Metamath Proof Explorer

Theorem sbievg

Description: Substitution applied to expressions linked by implicit substitution.
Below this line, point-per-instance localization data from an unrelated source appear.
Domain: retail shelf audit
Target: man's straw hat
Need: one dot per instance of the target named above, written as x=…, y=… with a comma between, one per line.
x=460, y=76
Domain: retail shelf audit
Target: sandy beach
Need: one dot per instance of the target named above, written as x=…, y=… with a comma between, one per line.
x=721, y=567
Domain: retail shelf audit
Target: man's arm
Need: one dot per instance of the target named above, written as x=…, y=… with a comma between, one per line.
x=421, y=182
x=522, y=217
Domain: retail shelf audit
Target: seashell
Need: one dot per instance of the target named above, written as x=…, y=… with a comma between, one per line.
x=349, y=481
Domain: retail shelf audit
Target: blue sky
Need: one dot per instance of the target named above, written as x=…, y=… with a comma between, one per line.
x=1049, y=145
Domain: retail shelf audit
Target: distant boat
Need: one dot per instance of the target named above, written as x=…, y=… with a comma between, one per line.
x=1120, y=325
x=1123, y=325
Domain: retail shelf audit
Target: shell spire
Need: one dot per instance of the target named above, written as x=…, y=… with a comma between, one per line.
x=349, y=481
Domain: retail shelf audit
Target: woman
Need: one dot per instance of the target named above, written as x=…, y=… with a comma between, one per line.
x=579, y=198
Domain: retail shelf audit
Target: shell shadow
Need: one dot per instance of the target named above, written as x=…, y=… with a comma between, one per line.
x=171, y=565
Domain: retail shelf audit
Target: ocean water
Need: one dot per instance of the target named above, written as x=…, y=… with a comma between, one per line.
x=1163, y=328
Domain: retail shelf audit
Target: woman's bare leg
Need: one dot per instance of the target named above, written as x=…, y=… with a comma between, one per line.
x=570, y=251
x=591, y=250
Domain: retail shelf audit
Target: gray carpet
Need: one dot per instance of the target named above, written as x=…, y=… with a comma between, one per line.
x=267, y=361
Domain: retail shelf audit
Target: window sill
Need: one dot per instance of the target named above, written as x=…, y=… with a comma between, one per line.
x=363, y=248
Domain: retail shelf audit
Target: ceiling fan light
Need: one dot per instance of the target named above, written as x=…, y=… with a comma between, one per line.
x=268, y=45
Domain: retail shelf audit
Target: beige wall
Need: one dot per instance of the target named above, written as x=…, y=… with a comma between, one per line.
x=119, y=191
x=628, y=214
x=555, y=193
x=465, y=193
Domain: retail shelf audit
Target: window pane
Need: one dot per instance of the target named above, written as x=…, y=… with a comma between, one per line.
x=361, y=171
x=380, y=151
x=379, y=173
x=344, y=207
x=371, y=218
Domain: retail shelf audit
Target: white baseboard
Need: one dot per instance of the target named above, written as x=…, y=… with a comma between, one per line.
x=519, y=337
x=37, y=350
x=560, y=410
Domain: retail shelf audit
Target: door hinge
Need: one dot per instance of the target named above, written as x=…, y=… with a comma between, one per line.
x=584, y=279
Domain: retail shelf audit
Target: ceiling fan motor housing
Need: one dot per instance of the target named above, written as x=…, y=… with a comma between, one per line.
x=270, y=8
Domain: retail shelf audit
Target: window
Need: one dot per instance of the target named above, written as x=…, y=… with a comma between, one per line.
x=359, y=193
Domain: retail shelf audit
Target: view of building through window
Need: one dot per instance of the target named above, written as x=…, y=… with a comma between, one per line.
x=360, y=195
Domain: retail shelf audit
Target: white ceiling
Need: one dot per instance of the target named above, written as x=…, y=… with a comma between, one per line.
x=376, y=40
The proof was part of a former cbvabw version. (Contributed by GG and WL, 26-Oct-2024)

		Ref	Expression
	Hypotheses	sbievg.1	⊢ Ⅎ 𝑦 𝜑
		sbievg.2	⊢ Ⅎ 𝑥 𝜓
		sbievg.3	⊢ ( 𝑥 = 𝑦 → ( 𝜑 ↔ 𝜓 ) )
	Assertion	sbievg	⊢ ( [ 𝑧 / 𝑥 ] 𝜑 ↔ [ 𝑧 / 𝑦 ] 𝜓 )

Proof

Step	Hyp	Ref	Expression
1		sbievg.1	⊢ Ⅎ 𝑦 𝜑
2		sbievg.2	⊢ Ⅎ 𝑥 𝜓
3		sbievg.3	⊢ ( 𝑥 = 𝑦 → ( 𝜑 ↔ 𝜓 ) )
4		nfv	⊢ Ⅎ 𝑦 𝑥 = 𝑤
5	4 1	nfim	⊢ Ⅎ 𝑦 ( 𝑥 = 𝑤 → 𝜑 )
6		nfv	⊢ Ⅎ 𝑥 𝑦 = 𝑤
7	6 2	nfim	⊢ Ⅎ 𝑥 ( 𝑦 = 𝑤 → 𝜓 )
8		equequ1	⊢ ( 𝑥 = 𝑦 → ( 𝑥 = 𝑤 ↔ 𝑦 = 𝑤 ) )
9	8 3	imbi12d	⊢ ( 𝑥 = 𝑦 → ( ( 𝑥 = 𝑤 → 𝜑 ) ↔ ( 𝑦 = 𝑤 → 𝜓 ) ) )
10	5 7 9	cbvalv1	⊢ ( ∀ 𝑥 ( 𝑥 = 𝑤 → 𝜑 ) ↔ ∀ 𝑦 ( 𝑦 = 𝑤 → 𝜓 ) )
11	10	imbi2i	⊢ ( ( 𝑤 = 𝑧 → ∀ 𝑥 ( 𝑥 = 𝑤 → 𝜑 ) ) ↔ ( 𝑤 = 𝑧 → ∀ 𝑦 ( 𝑦 = 𝑤 → 𝜓 ) ) )
12	11	albii	⊢ ( ∀ 𝑤 ( 𝑤 = 𝑧 → ∀ 𝑥 ( 𝑥 = 𝑤 → 𝜑 ) ) ↔ ∀ 𝑤 ( 𝑤 = 𝑧 → ∀ 𝑦 ( 𝑦 = 𝑤 → 𝜓 ) ) )
13		df-sb	⊢ ( [ 𝑧 / 𝑥 ] 𝜑 ↔ ∀ 𝑤 ( 𝑤 = 𝑧 → ∀ 𝑥 ( 𝑥 = 𝑤 → 𝜑 ) ) )
14		df-sb	⊢ ( [ 𝑧 / 𝑦 ] 𝜓 ↔ ∀ 𝑤 ( 𝑤 = 𝑧 → ∀ 𝑦 ( 𝑦 = 𝑤 → 𝜓 ) ) )
15	12 13 14	3bitr4i	⊢ ( [ 𝑧 / 𝑥 ] 𝜑 ↔ [ 𝑧 / 𝑦 ] 𝜓 )